Von Abt smiled and inclined his head towards her. ‘Rooms for the children, indeed. However,
I
wish to do different things than mere construction. I wish to create a work of art. A work that is the very reverse of sculpture: I wish to enclose a space.’ And he made a gesture, using both his hands, the space between them as fluid and shifting as the air out of which he modelled it. ‘So. It is not like a client making demands and the artisan or the factory worker listening to those demands and doing what he is told. It is me making my vision in concrete and glass.’

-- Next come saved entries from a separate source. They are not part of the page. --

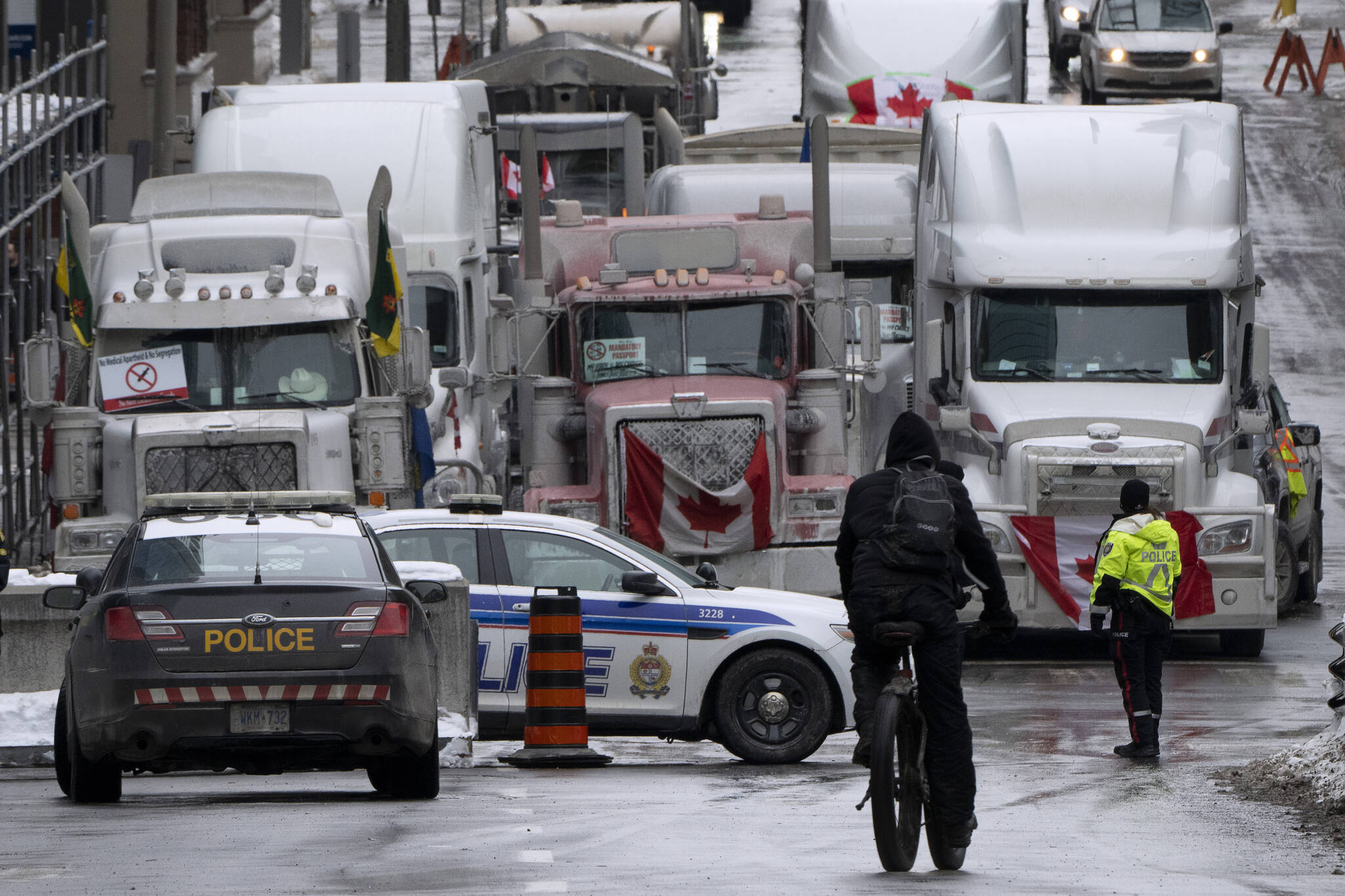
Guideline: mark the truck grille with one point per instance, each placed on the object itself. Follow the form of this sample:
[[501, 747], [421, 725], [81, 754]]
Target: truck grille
[[1079, 482], [1160, 60], [715, 452], [268, 467]]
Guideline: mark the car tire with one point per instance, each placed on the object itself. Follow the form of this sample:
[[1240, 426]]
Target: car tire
[[408, 777], [60, 743], [1313, 554], [772, 707], [91, 781], [1286, 570], [1242, 643]]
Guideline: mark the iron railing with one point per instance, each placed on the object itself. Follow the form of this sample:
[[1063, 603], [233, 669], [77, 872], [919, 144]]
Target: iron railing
[[53, 120]]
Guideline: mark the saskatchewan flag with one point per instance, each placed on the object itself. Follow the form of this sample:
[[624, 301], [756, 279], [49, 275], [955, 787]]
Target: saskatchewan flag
[[381, 308], [72, 281]]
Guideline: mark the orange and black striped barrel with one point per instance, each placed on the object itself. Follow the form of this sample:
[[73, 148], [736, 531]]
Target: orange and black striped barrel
[[556, 715]]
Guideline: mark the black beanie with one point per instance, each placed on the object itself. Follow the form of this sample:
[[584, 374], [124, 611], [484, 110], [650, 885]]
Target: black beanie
[[1134, 496]]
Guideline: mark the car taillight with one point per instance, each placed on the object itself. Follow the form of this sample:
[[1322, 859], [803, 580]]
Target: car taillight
[[123, 625], [377, 620], [395, 620], [141, 624]]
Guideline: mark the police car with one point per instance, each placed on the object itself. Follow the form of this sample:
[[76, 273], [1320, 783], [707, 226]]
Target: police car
[[667, 653], [261, 631]]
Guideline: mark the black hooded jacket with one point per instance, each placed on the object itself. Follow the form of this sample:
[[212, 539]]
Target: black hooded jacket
[[862, 571]]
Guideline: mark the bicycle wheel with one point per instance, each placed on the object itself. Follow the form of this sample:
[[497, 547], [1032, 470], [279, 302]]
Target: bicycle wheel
[[894, 781]]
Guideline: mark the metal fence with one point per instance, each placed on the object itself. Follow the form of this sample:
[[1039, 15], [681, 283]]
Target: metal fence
[[55, 114]]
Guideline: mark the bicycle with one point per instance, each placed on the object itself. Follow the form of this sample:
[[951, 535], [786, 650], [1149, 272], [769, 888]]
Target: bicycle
[[898, 785]]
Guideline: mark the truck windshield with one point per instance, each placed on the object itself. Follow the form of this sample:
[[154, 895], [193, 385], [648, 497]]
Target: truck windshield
[[1155, 15], [282, 366], [677, 339], [1158, 336]]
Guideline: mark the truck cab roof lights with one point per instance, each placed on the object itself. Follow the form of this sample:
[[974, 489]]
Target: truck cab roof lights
[[276, 280], [177, 282], [307, 281], [612, 274], [771, 207], [491, 504], [144, 286], [295, 500], [569, 213]]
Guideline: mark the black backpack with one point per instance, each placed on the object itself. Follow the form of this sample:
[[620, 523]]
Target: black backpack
[[921, 523]]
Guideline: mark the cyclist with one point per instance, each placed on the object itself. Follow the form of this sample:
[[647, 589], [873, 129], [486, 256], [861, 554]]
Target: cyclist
[[1137, 575], [875, 591]]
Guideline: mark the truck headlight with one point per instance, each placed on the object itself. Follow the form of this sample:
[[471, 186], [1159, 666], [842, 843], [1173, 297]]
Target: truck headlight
[[998, 540], [1231, 538], [586, 511], [95, 540]]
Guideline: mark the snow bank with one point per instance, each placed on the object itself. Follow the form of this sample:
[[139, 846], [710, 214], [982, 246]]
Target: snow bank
[[46, 581], [26, 719], [410, 570]]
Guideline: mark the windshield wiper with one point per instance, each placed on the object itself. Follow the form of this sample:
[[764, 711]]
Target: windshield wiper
[[1151, 375], [290, 395], [739, 367]]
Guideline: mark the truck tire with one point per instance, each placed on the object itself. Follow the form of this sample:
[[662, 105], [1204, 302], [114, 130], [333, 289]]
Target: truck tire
[[1242, 643], [1286, 570], [1312, 553], [772, 707]]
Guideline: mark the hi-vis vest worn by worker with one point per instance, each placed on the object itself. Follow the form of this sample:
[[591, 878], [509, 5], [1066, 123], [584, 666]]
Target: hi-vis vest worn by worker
[[1293, 468], [1141, 553]]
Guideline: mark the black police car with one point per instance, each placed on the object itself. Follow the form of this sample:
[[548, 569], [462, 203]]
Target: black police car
[[263, 631]]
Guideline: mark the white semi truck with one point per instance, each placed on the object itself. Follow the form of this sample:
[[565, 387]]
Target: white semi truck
[[1087, 303], [228, 355], [436, 141]]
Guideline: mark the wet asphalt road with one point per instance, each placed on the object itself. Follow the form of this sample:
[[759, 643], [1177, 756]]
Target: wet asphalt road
[[1057, 812]]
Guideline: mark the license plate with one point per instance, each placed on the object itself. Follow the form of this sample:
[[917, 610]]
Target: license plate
[[259, 717]]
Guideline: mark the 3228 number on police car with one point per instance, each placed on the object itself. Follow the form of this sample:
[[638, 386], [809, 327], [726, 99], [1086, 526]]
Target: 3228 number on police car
[[259, 717]]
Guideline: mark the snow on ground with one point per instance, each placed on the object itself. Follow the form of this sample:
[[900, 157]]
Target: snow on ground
[[26, 719]]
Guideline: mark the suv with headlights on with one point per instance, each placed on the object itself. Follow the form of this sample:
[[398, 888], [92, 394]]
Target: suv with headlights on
[[1151, 49]]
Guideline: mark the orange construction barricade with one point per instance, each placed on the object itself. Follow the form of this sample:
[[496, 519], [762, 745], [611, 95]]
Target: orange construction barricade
[[556, 717]]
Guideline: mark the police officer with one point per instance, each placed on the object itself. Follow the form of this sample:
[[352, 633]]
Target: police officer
[[1137, 575], [876, 593]]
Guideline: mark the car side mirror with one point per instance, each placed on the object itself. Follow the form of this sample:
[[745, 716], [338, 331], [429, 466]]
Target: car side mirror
[[64, 597], [642, 582], [1305, 435], [428, 590]]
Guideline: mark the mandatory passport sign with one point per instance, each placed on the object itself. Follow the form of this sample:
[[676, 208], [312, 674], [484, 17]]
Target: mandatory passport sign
[[147, 377]]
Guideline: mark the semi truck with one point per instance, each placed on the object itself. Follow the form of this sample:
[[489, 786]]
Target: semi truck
[[689, 383], [436, 141], [1087, 307], [228, 354]]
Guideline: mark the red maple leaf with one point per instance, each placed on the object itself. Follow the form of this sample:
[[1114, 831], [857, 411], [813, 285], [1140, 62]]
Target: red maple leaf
[[910, 104], [708, 515]]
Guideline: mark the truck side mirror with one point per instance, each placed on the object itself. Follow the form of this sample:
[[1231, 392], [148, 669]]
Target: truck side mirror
[[416, 364], [41, 368]]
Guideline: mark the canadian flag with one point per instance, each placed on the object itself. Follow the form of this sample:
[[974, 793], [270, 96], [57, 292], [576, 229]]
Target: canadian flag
[[670, 512], [1061, 553], [512, 177], [899, 100]]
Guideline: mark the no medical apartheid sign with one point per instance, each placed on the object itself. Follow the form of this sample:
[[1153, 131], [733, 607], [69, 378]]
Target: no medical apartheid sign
[[147, 377]]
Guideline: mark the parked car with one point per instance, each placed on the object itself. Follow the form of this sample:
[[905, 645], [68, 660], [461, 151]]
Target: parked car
[[1151, 49], [1298, 524], [667, 652], [260, 631]]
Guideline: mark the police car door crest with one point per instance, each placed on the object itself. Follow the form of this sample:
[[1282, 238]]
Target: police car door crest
[[650, 673]]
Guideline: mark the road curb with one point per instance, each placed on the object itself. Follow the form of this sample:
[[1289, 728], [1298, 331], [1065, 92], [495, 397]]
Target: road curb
[[27, 757]]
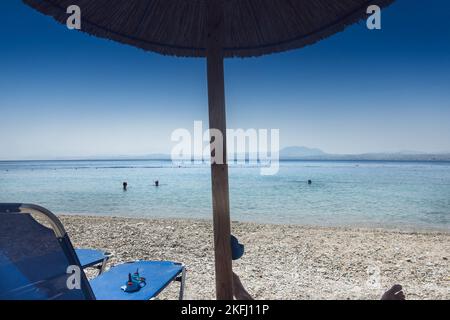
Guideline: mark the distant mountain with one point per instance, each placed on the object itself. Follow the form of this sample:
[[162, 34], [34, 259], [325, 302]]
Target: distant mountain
[[300, 152], [304, 153]]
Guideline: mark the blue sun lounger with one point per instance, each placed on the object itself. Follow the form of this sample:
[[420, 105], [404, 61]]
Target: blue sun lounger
[[93, 258], [38, 262]]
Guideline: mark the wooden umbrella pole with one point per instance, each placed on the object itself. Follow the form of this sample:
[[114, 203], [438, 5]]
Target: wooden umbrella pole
[[219, 170]]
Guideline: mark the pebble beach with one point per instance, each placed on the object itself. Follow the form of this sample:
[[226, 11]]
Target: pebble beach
[[280, 261]]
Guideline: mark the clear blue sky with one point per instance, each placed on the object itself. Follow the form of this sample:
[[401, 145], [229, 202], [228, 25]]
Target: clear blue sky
[[66, 94]]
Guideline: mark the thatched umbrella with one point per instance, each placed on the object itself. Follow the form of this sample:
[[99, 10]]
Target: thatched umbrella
[[214, 29]]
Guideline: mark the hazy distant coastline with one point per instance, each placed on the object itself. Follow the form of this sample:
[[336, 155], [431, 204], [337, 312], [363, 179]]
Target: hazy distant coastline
[[286, 154]]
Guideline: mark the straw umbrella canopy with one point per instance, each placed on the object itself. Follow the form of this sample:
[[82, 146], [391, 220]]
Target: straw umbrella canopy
[[215, 29]]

Viktor glanced towards Liesel and smiled. She didn’t know how to read him in this kind of encounter. She was learning how to read him in matters of love and companionship, but she had never seen him in negotiation with a client or a workers’ representative or a supplier. He was smiling, sitting back to consider the matter, with his elbows on the arms of his chair and his hands in front of his face, his long fingers steepled together like the groins of a Gothic vault and his mouth composed in a quiet and confident smile. ‘Show me,’ he said.

‘Show you?’

‘Yes. Prepare some drawings. The kind of thing you would wish to do. The kind of’ — he paused — ‘
space
you would wish to enclose. Just sketches.’ Almost as an afterthought, he added, ‘The site is sloping, quite steeply sloping. Overlooking the whole city. Do you know Mĕsto? Perhaps you don’t. Below the hill is a park — the Lužánky Park. It used to be known as the Augarten but of course the name has been changed. Where we live, everything has two names. Austrian. Czech. It is the way of our world. So, you must imagine a house at the top of a hill, quite a steep hill, and below it a sloping field, and then laid out before it the whole of the city. A magnificent prospect. Make some drawings.’

Von Abt held out his hands helplessly. ‘But how large? I have no information, no idea of what you want.’

‘A family home. I have made that clear. A home for my wife and me and our eventual children. Say’ — he smiled at Liesel — ‘a maximum of three. What area? Say three hundred square metres. Just sketch something out.’

‘I will bring you photographs of some of my work. That will suffice.’

‘I would like to see some ideas.’

‘You
will
see ideas. I work with nothing but ideas.’

Viktor laughed. Liesel had somehow expected that he would be angry, but instead he laughed. ‘Show me your ideas, then. Convince me that you are the man for our house.’

Two days later they met again, by appointment, at Café Florian in the Piazza. St Mark’s stood like a fantasy of Arabian tents at the end of the great space and the orchestra, camped outside the café like a band of nomads, played selections from Verdi’s operas. Rainer von Abt approached their table with all the panache of an opera singer making his entrance. ‘
Ecco
!’ he announced, and placed a portfolio on their table. ‘I have laboured day and night, to the disadvantage of my current work. But the demands of true love are more powerful than mere artistic patronage.’